I think the comparison with JN has been done already and is not nearly as subtle or interesting as C & C versus Doak. I have no idea how Ballyneal would be different if Jim Urbina had worked on it - do you?
As Tom Paul says, it is very hard to answer questions like this, because in the end, I don't think any of you really understand how
fleeting design can be. It's made out to be a complicated process, but part of that process is inspiration, and inspiration is a moment. I change my mind all the time when I'm out on site, based on what my associates have been working on and looking at, reacting to what we have built already, and what the client has said, and perhaps even my own mood.

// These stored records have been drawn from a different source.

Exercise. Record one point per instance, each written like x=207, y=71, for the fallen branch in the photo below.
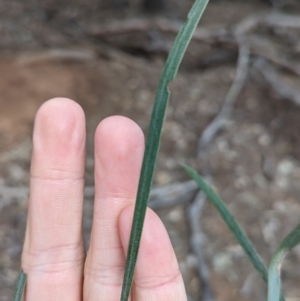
x=272, y=78
x=240, y=78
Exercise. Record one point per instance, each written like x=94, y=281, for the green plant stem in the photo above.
x=153, y=139
x=21, y=282
x=233, y=225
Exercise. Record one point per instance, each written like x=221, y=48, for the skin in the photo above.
x=54, y=258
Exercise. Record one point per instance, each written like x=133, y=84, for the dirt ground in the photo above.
x=46, y=50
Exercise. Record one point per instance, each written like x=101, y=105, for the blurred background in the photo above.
x=234, y=115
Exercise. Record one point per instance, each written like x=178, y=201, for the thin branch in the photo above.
x=272, y=78
x=240, y=78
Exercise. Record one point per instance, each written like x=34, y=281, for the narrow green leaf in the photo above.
x=153, y=140
x=232, y=224
x=274, y=285
x=21, y=282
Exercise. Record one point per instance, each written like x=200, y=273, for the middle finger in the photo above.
x=119, y=148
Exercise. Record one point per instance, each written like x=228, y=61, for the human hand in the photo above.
x=54, y=258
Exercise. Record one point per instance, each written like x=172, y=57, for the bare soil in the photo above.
x=255, y=161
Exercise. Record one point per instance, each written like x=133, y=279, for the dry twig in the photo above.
x=272, y=78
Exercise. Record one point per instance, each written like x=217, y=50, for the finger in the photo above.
x=157, y=276
x=119, y=148
x=53, y=252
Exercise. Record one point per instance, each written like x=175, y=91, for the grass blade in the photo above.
x=274, y=285
x=232, y=224
x=153, y=140
x=21, y=282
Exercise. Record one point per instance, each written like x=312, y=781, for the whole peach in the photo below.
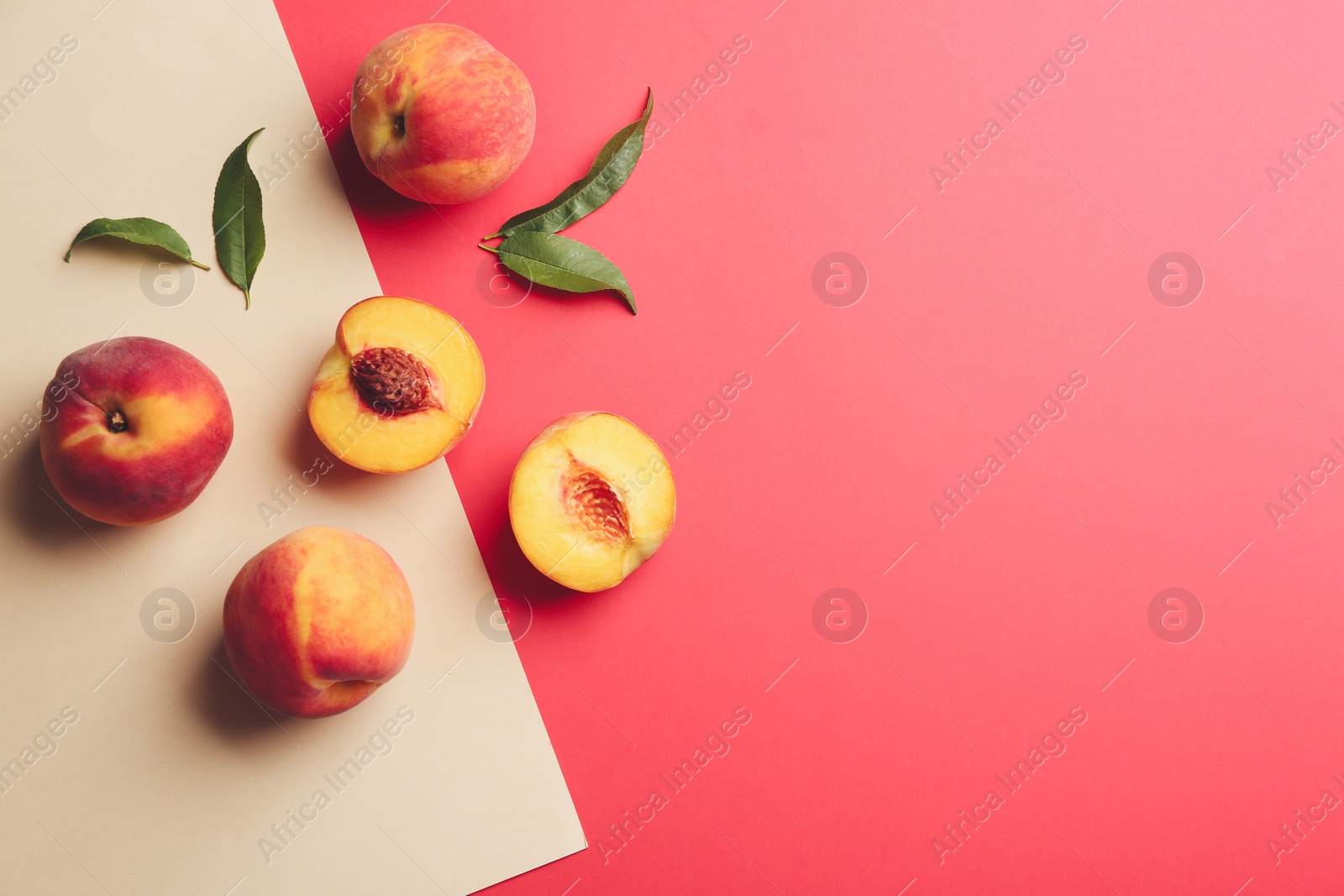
x=319, y=621
x=134, y=429
x=440, y=114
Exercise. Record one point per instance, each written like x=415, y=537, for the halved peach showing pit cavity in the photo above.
x=400, y=387
x=591, y=499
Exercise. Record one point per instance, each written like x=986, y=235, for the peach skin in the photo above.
x=319, y=621
x=440, y=114
x=134, y=429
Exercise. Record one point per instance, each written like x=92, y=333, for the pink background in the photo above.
x=988, y=295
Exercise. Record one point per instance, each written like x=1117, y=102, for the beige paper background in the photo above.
x=171, y=773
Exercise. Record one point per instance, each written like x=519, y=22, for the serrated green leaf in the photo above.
x=564, y=264
x=144, y=231
x=611, y=170
x=239, y=234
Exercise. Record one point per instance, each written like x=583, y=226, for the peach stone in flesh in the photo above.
x=440, y=114
x=591, y=499
x=400, y=387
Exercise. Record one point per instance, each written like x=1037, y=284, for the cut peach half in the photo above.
x=591, y=499
x=400, y=387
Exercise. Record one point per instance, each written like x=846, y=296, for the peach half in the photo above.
x=591, y=499
x=134, y=429
x=318, y=621
x=400, y=387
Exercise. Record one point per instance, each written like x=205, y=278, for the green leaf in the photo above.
x=239, y=234
x=609, y=172
x=145, y=231
x=562, y=262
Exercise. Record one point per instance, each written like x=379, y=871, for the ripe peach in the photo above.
x=400, y=387
x=591, y=499
x=132, y=430
x=318, y=621
x=440, y=114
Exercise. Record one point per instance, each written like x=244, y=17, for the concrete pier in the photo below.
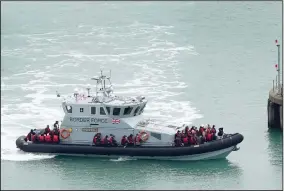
x=275, y=109
x=275, y=100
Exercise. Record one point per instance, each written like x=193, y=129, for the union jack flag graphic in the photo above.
x=115, y=121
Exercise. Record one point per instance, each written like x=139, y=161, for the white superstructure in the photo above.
x=87, y=114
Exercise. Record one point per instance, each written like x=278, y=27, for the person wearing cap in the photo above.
x=112, y=140
x=56, y=125
x=130, y=140
x=124, y=141
x=220, y=133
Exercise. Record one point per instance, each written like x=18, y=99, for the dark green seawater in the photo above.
x=196, y=62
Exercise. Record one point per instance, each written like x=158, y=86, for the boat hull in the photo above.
x=211, y=150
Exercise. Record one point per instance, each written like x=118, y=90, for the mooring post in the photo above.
x=278, y=69
x=273, y=85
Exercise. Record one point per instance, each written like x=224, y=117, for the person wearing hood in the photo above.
x=220, y=133
x=56, y=125
x=112, y=140
x=29, y=136
x=47, y=130
x=124, y=141
x=130, y=140
x=105, y=141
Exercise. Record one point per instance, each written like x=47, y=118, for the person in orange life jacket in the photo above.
x=29, y=136
x=55, y=139
x=105, y=141
x=99, y=139
x=193, y=138
x=51, y=133
x=185, y=140
x=41, y=138
x=186, y=130
x=130, y=140
x=137, y=139
x=112, y=140
x=220, y=133
x=47, y=130
x=56, y=125
x=201, y=130
x=47, y=138
x=209, y=137
x=95, y=139
x=176, y=137
x=33, y=138
x=124, y=141
x=213, y=130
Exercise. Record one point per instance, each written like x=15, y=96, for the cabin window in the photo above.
x=93, y=110
x=127, y=110
x=102, y=111
x=136, y=110
x=156, y=135
x=142, y=109
x=108, y=110
x=116, y=111
x=69, y=108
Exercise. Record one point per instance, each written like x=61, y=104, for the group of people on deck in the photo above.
x=47, y=136
x=98, y=140
x=196, y=136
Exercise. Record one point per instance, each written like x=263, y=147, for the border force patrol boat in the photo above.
x=91, y=117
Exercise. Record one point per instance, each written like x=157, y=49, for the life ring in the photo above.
x=67, y=134
x=144, y=136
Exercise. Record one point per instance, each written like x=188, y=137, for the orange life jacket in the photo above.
x=55, y=139
x=41, y=138
x=185, y=140
x=47, y=138
x=209, y=137
x=33, y=138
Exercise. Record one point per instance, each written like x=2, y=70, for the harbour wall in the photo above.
x=275, y=109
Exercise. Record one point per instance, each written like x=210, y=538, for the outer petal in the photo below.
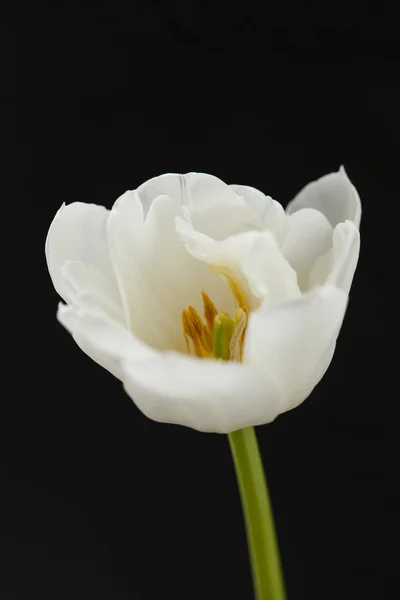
x=207, y=395
x=89, y=288
x=294, y=342
x=334, y=195
x=338, y=265
x=308, y=236
x=78, y=233
x=103, y=339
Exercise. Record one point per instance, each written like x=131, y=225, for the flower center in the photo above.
x=219, y=335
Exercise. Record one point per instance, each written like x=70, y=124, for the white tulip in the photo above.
x=129, y=275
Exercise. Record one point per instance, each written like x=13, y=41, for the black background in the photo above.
x=97, y=501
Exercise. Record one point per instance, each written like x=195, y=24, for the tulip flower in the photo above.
x=215, y=307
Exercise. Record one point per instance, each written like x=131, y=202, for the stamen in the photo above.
x=210, y=312
x=234, y=285
x=237, y=340
x=198, y=338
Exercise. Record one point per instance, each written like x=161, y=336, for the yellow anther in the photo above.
x=198, y=338
x=234, y=285
x=237, y=340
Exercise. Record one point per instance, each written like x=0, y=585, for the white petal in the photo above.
x=253, y=258
x=207, y=395
x=308, y=236
x=103, y=339
x=337, y=266
x=88, y=288
x=269, y=274
x=334, y=195
x=271, y=212
x=78, y=233
x=158, y=279
x=293, y=342
x=228, y=253
x=169, y=184
x=214, y=207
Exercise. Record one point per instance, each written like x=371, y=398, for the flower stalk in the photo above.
x=261, y=537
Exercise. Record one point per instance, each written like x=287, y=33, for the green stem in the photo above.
x=261, y=537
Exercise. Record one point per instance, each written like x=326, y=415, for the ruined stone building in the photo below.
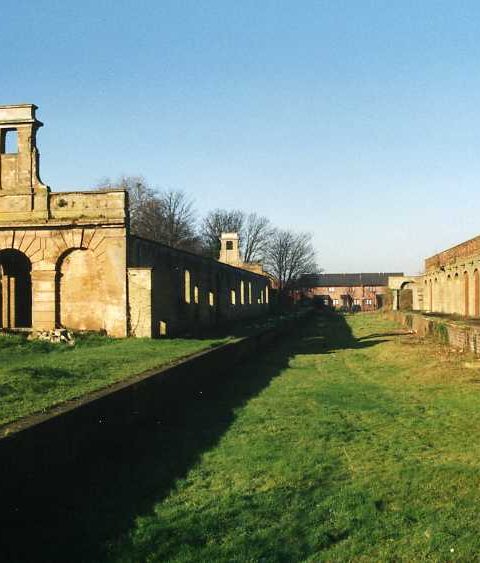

People ask whether with the benefit of hindsight, I might build a different hole now than I did ten or twenty years ago. Heck, I might build a completely different hole in Florida next week than I did last week. But, that is also why I am less likely than most people to second-guess my own designs ... because I know that any new idea is just as fleeting as the old one. So as long as the original design is working, there is nothing to fix.
As to our work changing generally over time, I think it's almost inevitable that most architects' work gets a bit more conservative over time, as more attention is paid and more money is at stake and as clients think they know what we will do. I've tried to fight that tendency inside myself, as much as anyone can.